The following table shows the relationship between the voice message storage audio codec and the VoIP or wire audio codec that's used.
|Audio codec configured on a UM dial plan||VoIP or wire codec (narrowband) - G.723, G.711, or RTAudio (8KHz)||VoIP or wire codec (wideband) - RTAudio (16KHz)|
|G.711||G.711||Not applicable. A Client Access or Mailbox server doesn't negotiate wideband audio if the dial plan is set to G.711.|
|WMA||WMA 9 Voice||WMA 9.2|
|GSM||GSM 6.10||Not applicable. A Client Access or Mailbox doesn't negotiate wideband audio if the dial plan is set to GSM.|
|MP3||MP3 (16 Kbps)||MP3 (32 Kbps)|
UM message sizing
You can configure Unified Messaging to use one of the following four audio codecs for creating voice messages: MP3, WMA, GSM 06.10, and G.711 PCM Linear. By default, the MP3 format is selected.
The WMA audio codec is always stored in the Windows Media format, and the attachment is a file that has a .wma file name extension. Audio files encoded using the GSM or G.711 PCM Linear audio codecs are always stored in RIFF/WAV format, and the attachment is a file that has a .wav file name extension.
The size of UM voice messages depends on the size of the attachment that holds the voice data. In turn, the size of the attachment depends on the following factors:
The duration of the voice mail recording
The audio codec that's used
The audio file storage format
The following figure shows how the size of the audio file depends on the duration of the voice mail recording for the three audio codecs that you can use in UM.
In this figure, the average length of a call-answered voice message is approximately 30 seconds.
By default, the MP3 format is selected and is the default audio file format for voice mail messages. The MP3 format is a common audio file format that's used to greatly reduce the size of the audio file and is most commonly used by personal audio devices or MP3 players. MP3 is a cross-platform type of audio codec and is used for compatibility with many mobile phones and devices and different computer operating systems.

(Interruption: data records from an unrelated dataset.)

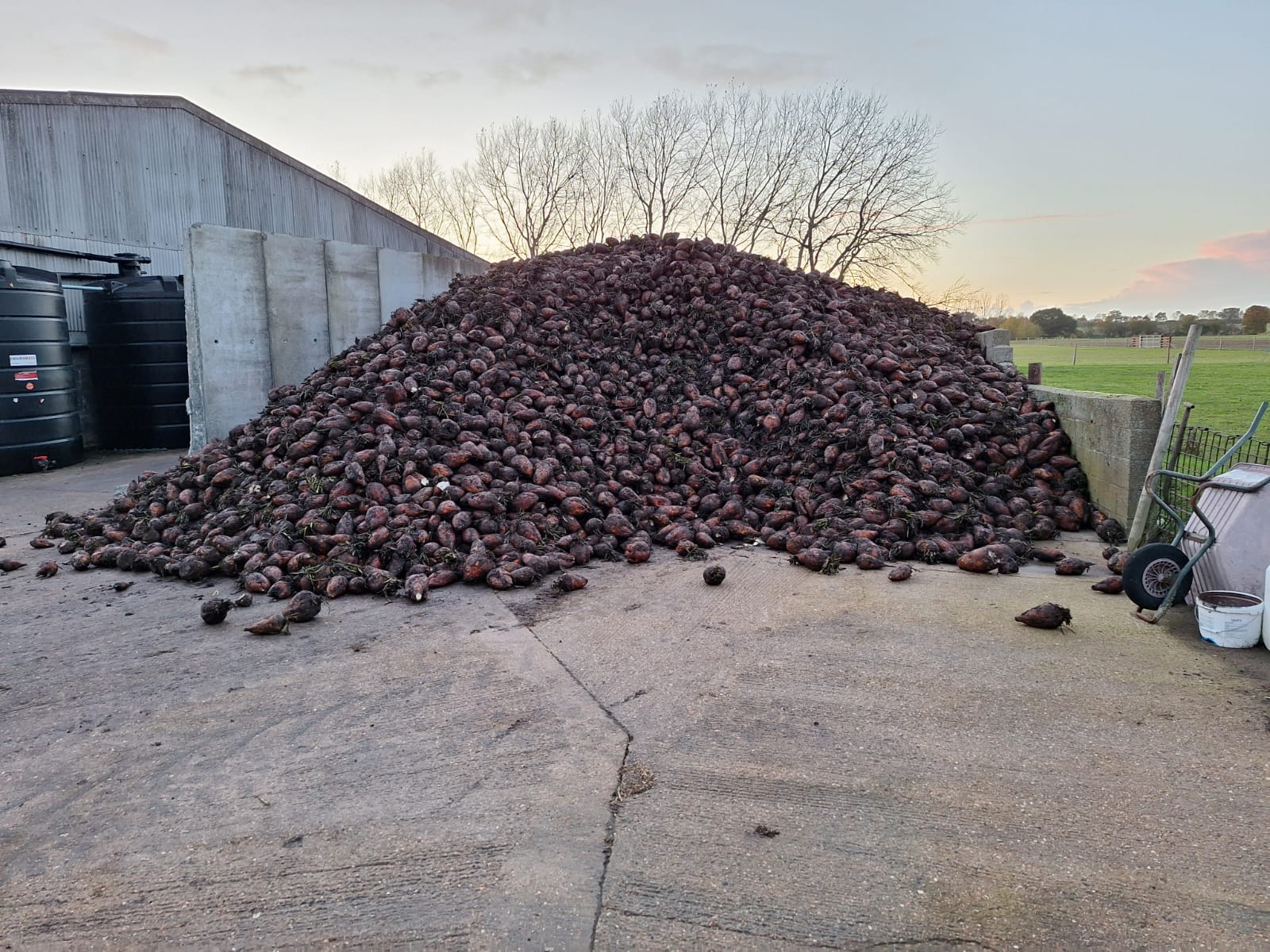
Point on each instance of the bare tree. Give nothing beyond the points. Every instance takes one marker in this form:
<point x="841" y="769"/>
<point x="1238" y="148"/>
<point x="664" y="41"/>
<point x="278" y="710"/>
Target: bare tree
<point x="749" y="158"/>
<point x="601" y="202"/>
<point x="662" y="158"/>
<point x="460" y="202"/>
<point x="865" y="201"/>
<point x="526" y="175"/>
<point x="412" y="187"/>
<point x="827" y="181"/>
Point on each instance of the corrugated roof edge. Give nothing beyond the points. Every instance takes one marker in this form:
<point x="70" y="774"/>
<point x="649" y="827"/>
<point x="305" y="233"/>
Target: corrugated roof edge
<point x="41" y="97"/>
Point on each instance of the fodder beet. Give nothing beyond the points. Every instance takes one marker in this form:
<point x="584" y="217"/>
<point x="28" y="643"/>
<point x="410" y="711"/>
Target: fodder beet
<point x="1045" y="616"/>
<point x="587" y="405"/>
<point x="214" y="609"/>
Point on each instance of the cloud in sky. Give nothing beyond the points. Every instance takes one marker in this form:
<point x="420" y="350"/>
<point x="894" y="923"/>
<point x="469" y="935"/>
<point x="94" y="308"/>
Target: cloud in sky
<point x="383" y="73"/>
<point x="505" y="16"/>
<point x="533" y="67"/>
<point x="1058" y="216"/>
<point x="133" y="41"/>
<point x="1229" y="272"/>
<point x="279" y="74"/>
<point x="721" y="63"/>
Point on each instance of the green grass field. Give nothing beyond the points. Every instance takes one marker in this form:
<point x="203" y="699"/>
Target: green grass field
<point x="1226" y="386"/>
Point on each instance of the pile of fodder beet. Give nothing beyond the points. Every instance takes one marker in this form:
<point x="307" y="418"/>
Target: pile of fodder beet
<point x="591" y="404"/>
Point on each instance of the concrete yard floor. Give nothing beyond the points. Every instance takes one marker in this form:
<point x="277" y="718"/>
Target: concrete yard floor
<point x="785" y="761"/>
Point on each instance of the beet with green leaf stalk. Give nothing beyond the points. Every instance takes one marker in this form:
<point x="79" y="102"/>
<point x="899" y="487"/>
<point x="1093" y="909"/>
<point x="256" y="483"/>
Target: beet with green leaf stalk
<point x="1110" y="585"/>
<point x="1072" y="566"/>
<point x="1045" y="616"/>
<point x="215" y="609"/>
<point x="273" y="625"/>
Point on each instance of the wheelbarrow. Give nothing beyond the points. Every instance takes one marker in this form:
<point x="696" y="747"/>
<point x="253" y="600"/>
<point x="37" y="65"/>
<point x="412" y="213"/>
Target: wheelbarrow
<point x="1159" y="575"/>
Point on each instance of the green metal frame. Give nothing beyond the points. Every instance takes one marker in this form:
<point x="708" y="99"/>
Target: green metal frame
<point x="1208" y="539"/>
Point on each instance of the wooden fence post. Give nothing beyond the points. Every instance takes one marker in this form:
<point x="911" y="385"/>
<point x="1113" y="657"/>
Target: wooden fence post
<point x="1166" y="432"/>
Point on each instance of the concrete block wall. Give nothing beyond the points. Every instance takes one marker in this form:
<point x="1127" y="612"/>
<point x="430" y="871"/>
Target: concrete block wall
<point x="1113" y="437"/>
<point x="264" y="310"/>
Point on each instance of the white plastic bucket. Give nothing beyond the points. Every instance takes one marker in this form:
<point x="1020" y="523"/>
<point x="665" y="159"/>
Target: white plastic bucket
<point x="1265" y="615"/>
<point x="1230" y="619"/>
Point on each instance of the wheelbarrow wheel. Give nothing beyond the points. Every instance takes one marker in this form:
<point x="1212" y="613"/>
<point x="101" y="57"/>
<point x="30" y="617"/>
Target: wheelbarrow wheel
<point x="1151" y="571"/>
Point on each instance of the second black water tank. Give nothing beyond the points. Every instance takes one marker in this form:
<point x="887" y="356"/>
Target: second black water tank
<point x="137" y="336"/>
<point x="40" y="424"/>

WMA is the most highly compressed audio codec of the three kinds of codecs. The compression is approximately 11,000 bytes for each 10 seconds of audio. However, the .wma file format has a much larger header section than the .wav file format. The .wma file header section is approximately 7 kilobytes (KB), whereas the header section for the .wav file is less than 100 bytes. Although WMA audio recordings are recorded for longer than 15 seconds, they become smaller than GSM audio recordings. Therefore, for the smallest but highest-quality audio files, use the WMA audio codec.
If you using push notifications from your on-premises deployment for OWA for Devices, you can't use the WMA format. OWA for Devices only supports the MP3 file format.
G.711 PCM Linear
The G.711 PCM Linear audio codec creates .wav audio files that are not compressed. Therefore, G.711 PCM Linear .wav audio files occupy the most space for any given duration when they're compared to the GSM and WMA audio codecs. G.711 PCM Linear .wav audio files occupy just over 160,000 bytes for each 10 seconds of audio. G.711 PCM Linear .wav audio files have the highest audio quality of the three audio codecs used by UM. However, the quality of comparable audio files created using the WMA and GSM audio codecs is acceptable to most users who listen to voice messages.
The GSM audio codec creates .wav audio files that are compressed. GSM .wav audio files are just over 16,000 bytes for each 10 seconds of audio. However, GSM creates an audio file larger than the audio file created by the WMA audio codec. Therefore, when you are balancing the quality of the voice message and the size, this may not be the best choice.